My incubator has been pumping as well, set to start hatching tommorow. I have 2 brooders with chicks and 45 ish teenagers peeping around and heritage turkey chicks I am babying through this little cold spell we are having.I let a broody Americauna set on eggs and when the first one hatched the other hens sourced it out and killed it(I took the other eggs and put them in the incubator- none hatched though). Is this a normal thing? Should I have seperated her? I have never set eggs before under a hen, I thought it would be all peaceful and serene with the other hens all pitching in to raise the little gaffers. I was wrong. Dead wrong.

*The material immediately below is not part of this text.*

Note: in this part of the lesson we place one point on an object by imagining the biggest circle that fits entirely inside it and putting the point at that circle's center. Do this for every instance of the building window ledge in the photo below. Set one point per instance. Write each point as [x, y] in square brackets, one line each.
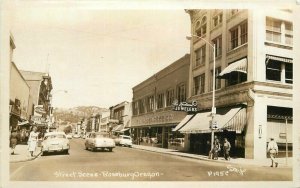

Lesson learned.

Paula said...

you have some very pretty birds, lady.

Jennifer Montero said...

HKS - I learned that same lesson. The hens seem programmed to care for their own chicks and peck to death any chick they don't view as one of theirs. There is always the exception that proves the rule but to be safe, I would always separate a broody hen now. And they never go broody where you want them to!

If you have to move them, do it in the early evening when they would be settling down. Move the whole nest (hay and eggs) if possible and put it in a small box or broody coop. Put the hen in and make sure she can't get out. She should settle but you're taking a chance.

They're easy to move when they have already bonded with their chicks. I've had to build a frame around a hen to keep her in and the others hens out. I move hen and chicks after 48 hrs of hatching. I've never had a failure doing that. Then the mothering instinct is too strong for even me to screw it up! Good luck

Paula - Thanks, I will tell them you said that.

Everytime I think I should be sensible and just keep a utilitarian brown hen I look at the bantams and fantastic shapes and colors, and I end up breeding a few more.

People come to buy chickens from me and I try and steer them towards a basic egg layer but they end up taking away trios of bantams, even though I tell them they only lay sparingly. Cuteness wins out again!